The only positive description shared about him was that he was an excellent craftsman and enjoyed woodworking. Apparently, he had an elaborate workroom in his basement that he kept immaculate. “Like a showroom, really,” one neighbor explained. Other than that, neighbors describe him as aggressive. He was nearly universally disliked by everyone that lived on his street. They thought he was a jerk. On several occasions he was involved in verbal arguments with other men in the neighborhood that almost escalated into physical fights. He was regularly witnessed to engage in acts of road rage in the neighborhood and even screamed out his window as he sped past a teenager who was learning to drive with his dad. He did not stop for pedestrians at crosswalks. On more than one occasion he blared his horn at his neighbors as he flipped them the finger then pulled into his own garage.

One neighbor, who has a professional background in criminal profiling, told family and friends early on that something was definitely not right with the man. He himself refused to be around him and cautioned others to do the same. His warnings were largely brushed off. The man was a jerk, sure, and certainly, nobody other than his wife liked him, but this abundance of caution seemed mostly unfounded.

Until the morning everyone woke up to find their street infiltrated with SWAT, FBI, and Army CID agents, and the highly aggressive neighbor was arrested in his home.

As it was described to me, his neighbors were surprised that the event was happening, but not at all shocked that this particular neighbor was being arrested. When they learned about the details of the case against the man, and then his eventual conviction, it was disturbing, but also made sense based on their own experiences with him. They all had a feeling something was askew, even if they never could have guessed at the depths of depravity their neighbor was capable.

They were relieved he was now out of their neighborhood and out of their lives.

In contrast, the neighbors in my fictional world were floored. The man they thought they knew for so many years wasn’t the man they thought, and it disturbed them to realize their internal guidance systems were unable to detect a killer among them.

The truth is that both these scenarios play out every day. Sometimes a person is phenomenal at deception while others find it impossible to control their rage enough to even pretend at being a decent neighbor. But it was this idea, that we think we know our neighbors, and that knowing helps us to feel safe within our chosen communities, that partly inspired my new novel, The Secret Next Door.

 

*Author Photo Credit Yvonne Min.


About The Secret Next Door by Rebecca Taylor:

Alyson Tinsdale is giving her son the childhood she never had: a stable family, a loving home, and a great school in a safe neighborhood.

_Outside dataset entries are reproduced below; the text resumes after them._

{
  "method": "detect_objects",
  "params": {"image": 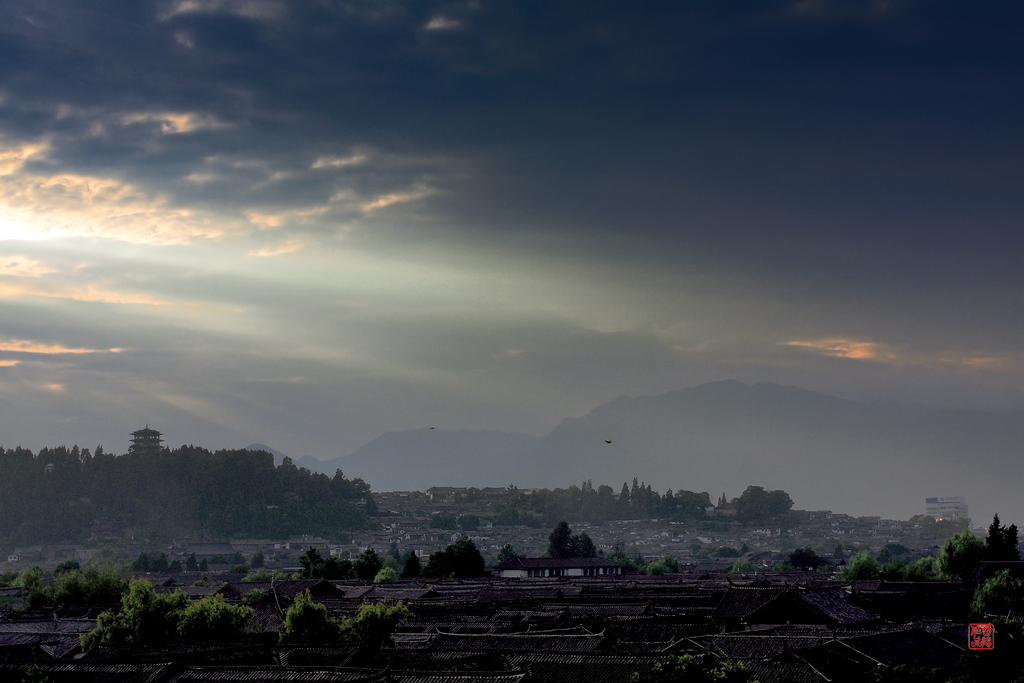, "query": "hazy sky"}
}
[0,0,1024,464]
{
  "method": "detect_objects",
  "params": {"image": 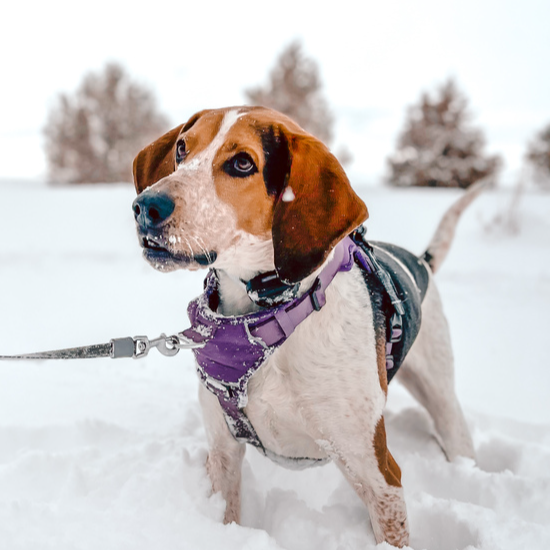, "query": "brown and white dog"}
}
[134,107,474,546]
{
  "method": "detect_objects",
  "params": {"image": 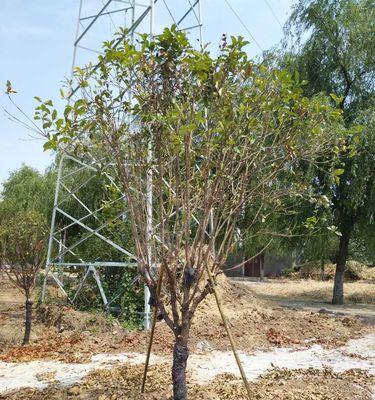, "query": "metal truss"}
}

Bonnie Sloan is the neighborhood matriarch. With her oldest son headed to Yale, and her youngest starting kindergarten, Bonnie is now pursuing her own long-held political aspirations despite private family struggles.

When the open space behind some of the most expensive homes gets slated for development into an amusement facility, the neighborhood becomes deeply divided. The personal pressures and community conflicts ratchet with every passing day, but it’s when a thirteen-year-old is found dead beside the neighborhood lake that simmering tensions boil over into panic.

Gossip flows, lies are exposed, and accusations are made as cracks run through the community’s once solid foundations. The neighborhood’s faith in exterior appearances is eclipsed by the secrets every house keeps. And as Bonnie and Alyson fight to keep their children safe and their messy personal lives from becoming neighborhood knowledge, it becomes clear that their neighbors might not be who they appear to be.